Il y a d’abord la science de se faire servir, qui n’est pas petite. Il faut, pour cela, former les parents peu à peu, en ménageant leur caractère, chercher tous les moyens de leur rendre agréable ce qu’on exige d’eux, et faire en sorte qu’ils l’exécutent de bonne grâce. C’est surtout sur la question de la toilette qu’interviennent les premiers différends entre mères et filles. Les mères ont un penchant naturel à vouloir gouverner leurs filles jusque dans le choix de leurs robes et dans l’ajustement de leur coiffure. Elles ont une sorte d’aversion innée pour la mode, et voudraient que l’on n’y sacrifiât que comme à une servitude fâcheuse. De leur temps, jamais une fille honnête n’eût osé se faire couper les cheveux courts ni porter des bas de soie.
Je voudrais que vous tâchassiez de montrer à Mme votre mère la nécessité de la toilette, fondée sur le besoin de la grâce, et que vous lui fissiez comprendre peu à peu que les nécessités de la vie moderne ne s’accommodent plus de la rudesse et de la gravité des mœurs anciennes.

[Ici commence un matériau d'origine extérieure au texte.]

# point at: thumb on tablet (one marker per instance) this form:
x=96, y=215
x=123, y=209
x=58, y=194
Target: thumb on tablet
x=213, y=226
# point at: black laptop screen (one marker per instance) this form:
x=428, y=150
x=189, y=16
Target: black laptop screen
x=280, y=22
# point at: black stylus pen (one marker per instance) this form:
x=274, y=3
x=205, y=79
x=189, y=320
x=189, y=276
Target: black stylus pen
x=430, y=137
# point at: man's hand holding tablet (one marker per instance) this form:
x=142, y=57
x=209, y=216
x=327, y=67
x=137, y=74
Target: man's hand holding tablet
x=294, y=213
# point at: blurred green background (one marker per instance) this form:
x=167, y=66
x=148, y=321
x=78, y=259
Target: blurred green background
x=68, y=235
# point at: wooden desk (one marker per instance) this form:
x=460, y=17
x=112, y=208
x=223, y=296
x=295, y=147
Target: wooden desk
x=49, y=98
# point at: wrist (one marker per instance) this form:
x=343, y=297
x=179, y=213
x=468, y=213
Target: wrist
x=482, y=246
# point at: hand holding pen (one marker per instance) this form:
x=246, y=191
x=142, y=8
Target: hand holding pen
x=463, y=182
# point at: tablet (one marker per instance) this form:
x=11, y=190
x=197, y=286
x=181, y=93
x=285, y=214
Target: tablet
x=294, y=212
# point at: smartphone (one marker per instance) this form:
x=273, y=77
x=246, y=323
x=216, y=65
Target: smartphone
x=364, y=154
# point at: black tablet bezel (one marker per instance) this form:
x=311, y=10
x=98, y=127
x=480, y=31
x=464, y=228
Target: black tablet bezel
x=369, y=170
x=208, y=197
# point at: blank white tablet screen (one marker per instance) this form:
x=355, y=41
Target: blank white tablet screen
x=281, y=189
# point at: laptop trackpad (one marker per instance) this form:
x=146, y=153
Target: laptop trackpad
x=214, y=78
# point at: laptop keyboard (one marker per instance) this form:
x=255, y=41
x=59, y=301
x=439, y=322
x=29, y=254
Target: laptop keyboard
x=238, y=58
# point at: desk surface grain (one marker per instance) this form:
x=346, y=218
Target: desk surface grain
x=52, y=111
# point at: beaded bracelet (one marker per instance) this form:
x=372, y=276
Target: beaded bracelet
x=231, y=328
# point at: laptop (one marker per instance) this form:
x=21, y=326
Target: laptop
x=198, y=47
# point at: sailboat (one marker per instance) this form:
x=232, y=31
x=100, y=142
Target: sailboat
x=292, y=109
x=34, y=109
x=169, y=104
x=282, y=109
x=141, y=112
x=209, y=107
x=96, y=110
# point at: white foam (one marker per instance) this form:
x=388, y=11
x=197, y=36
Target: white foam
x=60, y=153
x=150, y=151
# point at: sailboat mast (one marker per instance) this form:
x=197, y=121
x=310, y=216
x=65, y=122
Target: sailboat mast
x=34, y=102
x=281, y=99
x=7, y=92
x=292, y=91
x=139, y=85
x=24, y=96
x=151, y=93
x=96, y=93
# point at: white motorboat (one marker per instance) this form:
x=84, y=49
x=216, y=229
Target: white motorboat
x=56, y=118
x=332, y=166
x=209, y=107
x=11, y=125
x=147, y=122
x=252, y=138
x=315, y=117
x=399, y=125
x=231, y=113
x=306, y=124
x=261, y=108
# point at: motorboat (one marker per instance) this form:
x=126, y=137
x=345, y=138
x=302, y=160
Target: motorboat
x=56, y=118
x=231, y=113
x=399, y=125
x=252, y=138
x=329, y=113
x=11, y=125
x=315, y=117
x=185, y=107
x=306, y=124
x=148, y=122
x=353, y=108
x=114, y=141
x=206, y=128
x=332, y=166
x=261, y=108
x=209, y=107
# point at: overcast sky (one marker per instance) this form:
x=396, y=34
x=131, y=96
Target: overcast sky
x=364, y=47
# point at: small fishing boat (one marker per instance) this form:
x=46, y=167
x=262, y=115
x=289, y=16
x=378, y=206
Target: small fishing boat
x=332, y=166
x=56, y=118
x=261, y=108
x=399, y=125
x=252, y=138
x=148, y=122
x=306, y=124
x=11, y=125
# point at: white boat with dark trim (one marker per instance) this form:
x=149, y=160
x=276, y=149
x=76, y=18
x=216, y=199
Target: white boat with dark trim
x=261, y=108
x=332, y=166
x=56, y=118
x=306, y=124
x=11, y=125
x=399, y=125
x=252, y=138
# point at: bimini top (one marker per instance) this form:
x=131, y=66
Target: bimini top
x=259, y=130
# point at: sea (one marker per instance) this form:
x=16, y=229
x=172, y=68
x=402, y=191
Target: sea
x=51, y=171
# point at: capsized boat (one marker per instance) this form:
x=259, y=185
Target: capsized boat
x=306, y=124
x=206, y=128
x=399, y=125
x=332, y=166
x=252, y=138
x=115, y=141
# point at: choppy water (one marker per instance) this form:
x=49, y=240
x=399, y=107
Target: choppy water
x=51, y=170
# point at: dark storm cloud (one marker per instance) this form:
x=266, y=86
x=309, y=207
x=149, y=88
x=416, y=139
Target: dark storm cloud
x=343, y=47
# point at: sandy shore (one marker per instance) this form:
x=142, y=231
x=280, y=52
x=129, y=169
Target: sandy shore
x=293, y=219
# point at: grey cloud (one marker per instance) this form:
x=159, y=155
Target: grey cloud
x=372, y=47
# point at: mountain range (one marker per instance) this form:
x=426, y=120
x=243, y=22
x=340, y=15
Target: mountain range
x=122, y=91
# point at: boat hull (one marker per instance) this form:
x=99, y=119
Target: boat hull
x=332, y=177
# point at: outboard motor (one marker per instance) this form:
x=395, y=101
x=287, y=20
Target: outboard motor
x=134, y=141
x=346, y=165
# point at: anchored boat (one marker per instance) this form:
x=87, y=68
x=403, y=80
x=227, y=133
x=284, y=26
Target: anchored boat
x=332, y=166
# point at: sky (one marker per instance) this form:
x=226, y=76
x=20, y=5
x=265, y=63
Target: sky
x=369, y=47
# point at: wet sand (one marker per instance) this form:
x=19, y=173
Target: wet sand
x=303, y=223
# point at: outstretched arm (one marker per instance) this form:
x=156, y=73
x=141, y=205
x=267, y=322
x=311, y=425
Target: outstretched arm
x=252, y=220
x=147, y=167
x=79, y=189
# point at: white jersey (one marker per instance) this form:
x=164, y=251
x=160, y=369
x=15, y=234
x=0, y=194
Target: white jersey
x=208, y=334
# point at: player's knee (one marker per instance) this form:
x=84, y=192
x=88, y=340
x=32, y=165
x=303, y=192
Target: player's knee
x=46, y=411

Il est également à propos que Mme votre mère vous suive le moins possible, car vous ne sauriez la mener partout avec vous. Je lui permettrais de vous accompagner dans les salons de peinture ; quelquefois aussi, mais avec une grande circonspection, au théâtre ; jamais au dancing : les rencontres que vous y pourriez faire ou le maintien de vos danseurs lui fourniraient des sujets de réflexions fort nuisibles. Rien n’est plus à craindre, pour une mère qui a vécu dans une profonde ignorance du siècle, que cette surprise et ce grand ébranlement que produit la vue d’un thé dansant. Rien ne fait une plus fâcheuse impression sur une âme mal préparée que cette image du plaisir qu’on regarde de loin avec une indignation mêlée d’envie. Il en naît une hostilité pernicieuse pour les divertissements les plus innocents. Occupez-la donc de quelque ouvrage de tapisserie ou donnez-lui à lire d’honnêtes romans, afin de la retenir à la maison. Si une mère s’ennuyait moins à être loin de sa fille, elle n’aurait pas tant d’envie de la suivre et de gâter par sa présence les plus légitimes distractions.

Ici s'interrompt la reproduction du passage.